In 2014 Congress passed the Farm Bill. The Farm Bill authorizes the cultivation of industrial hemp, which is defined as any part of the cannabis sativa L. plant possessing no more than .3% THC (the psychoactive cannabinoid commonly associated with cannabis). However, the Farm Bill only allows for state departments of agriculture, universities, and colleges to cultivate hemp and requires these entities to be located in a state that regulates hemp cultivation. The Farm Bill is up for renewal in 2018 and is expected to pass, as it is a very bi-partisan bill.
Hemp products include: construction materials, paper products, biodegradable plastics, fuel, and many others. However, due to the DEA’s prohibition on issuing permits, most of the hemp products in the U.S. are typically imported from overseas.
In 2013, California passed the California Industrial Hemp Farming Act (the “Hemp Act”). Currently, the CDFA is developing a program to administer the state’s Hemp Act and it’s expected that a regulated system will be implemented in 2019. Until this program is developed, there is no current avenue to register for a hemp cultivation permit in California. Therefore, all industrial hemp operations and CBD products in the CA marketplace are not compliant with the Farm Bill, regardless of the THC level of the products.
Hemp Derived CBD
Despite the fact that CBD products can be found online and in almost every state in the country, the legality of CBD products remains uncertain.

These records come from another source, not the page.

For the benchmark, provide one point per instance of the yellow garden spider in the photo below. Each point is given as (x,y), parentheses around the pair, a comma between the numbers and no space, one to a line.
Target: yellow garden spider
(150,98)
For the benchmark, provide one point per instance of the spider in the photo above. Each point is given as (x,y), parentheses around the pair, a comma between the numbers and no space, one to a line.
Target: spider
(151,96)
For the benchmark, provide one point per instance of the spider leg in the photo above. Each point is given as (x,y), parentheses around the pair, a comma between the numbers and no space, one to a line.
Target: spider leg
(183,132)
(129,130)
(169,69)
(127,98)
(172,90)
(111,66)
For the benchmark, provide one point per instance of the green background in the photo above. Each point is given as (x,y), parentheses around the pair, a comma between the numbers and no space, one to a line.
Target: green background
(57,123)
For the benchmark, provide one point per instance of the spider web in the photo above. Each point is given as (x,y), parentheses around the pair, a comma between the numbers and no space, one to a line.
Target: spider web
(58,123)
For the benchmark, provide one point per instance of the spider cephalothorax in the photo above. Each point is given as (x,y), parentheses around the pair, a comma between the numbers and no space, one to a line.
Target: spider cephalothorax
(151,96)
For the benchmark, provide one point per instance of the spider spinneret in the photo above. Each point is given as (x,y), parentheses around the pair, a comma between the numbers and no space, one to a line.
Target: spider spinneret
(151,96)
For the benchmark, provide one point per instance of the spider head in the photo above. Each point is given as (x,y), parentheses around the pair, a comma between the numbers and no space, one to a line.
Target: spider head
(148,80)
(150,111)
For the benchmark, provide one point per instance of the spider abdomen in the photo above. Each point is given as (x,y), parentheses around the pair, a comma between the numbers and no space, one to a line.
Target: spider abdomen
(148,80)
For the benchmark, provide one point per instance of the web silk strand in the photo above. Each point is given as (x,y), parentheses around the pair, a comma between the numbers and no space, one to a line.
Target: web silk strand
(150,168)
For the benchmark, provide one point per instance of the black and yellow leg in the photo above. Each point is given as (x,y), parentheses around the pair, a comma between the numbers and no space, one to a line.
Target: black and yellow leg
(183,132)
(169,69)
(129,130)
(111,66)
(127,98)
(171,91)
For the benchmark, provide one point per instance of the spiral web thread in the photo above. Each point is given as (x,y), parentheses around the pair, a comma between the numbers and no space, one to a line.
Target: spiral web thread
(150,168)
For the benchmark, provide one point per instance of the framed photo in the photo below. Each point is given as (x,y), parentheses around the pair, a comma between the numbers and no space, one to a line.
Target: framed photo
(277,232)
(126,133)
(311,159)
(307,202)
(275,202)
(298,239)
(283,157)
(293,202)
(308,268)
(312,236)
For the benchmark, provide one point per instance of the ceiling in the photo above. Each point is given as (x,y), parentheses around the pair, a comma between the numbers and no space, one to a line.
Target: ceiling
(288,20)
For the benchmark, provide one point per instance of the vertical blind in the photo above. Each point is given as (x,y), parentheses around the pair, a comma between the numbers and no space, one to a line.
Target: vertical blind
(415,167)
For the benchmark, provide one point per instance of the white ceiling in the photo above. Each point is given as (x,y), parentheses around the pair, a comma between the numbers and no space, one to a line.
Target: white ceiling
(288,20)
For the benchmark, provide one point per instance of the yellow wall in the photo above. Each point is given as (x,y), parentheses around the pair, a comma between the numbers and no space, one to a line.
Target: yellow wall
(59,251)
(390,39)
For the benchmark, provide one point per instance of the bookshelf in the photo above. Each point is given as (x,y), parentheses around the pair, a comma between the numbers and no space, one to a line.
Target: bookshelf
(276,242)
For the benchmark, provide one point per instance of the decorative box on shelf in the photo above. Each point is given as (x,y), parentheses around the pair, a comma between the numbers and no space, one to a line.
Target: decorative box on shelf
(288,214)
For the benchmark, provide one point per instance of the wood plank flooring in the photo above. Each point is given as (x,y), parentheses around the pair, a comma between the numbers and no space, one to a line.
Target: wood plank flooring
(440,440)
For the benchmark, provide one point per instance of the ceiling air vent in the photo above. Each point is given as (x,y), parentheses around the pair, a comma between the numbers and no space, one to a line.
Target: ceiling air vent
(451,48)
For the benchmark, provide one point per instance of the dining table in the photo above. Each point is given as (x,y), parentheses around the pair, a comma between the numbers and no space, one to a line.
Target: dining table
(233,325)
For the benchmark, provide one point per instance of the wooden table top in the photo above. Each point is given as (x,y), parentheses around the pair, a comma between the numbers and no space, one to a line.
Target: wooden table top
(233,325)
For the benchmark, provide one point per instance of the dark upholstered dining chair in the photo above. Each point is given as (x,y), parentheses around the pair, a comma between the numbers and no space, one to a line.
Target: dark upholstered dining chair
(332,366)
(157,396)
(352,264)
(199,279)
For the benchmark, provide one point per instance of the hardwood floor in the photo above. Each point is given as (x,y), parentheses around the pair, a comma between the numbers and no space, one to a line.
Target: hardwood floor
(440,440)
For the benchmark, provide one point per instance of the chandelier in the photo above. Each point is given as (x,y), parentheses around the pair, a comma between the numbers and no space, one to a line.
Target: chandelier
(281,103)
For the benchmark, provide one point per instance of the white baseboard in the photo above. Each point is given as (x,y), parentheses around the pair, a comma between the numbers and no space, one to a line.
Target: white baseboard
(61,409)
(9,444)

The Farm Bill creates a framework for federal CBD products, so long as the product contains no more than .3% of THC concentration.
However, on January 13, 2017 the DEA issued a ruling effectively classifying CBDs as a Schedule 1 Drug under the Controlled Substance Act. Pro-hemp Petitioners have filled a lawsuit against the DEA’s rule with the Ninth Circuit Court of Appeals challenging this position.
Sadly, the DEA is not the only government agency seeking to rein in the CBD market. The Food and Drug Administration (the “FDA”) has also aggressively issued warning letters to companies making medical claims about their CBD products. While many would argue that CBDs should be treated like dietary supplements, similar to fish oil, the FDA considers CBD extracts to be a new drug requiring FDCA approval. As such, anyone selling or marketing CBD products should consult with legal counsel in order to ensure they are advertising in a compliant manner.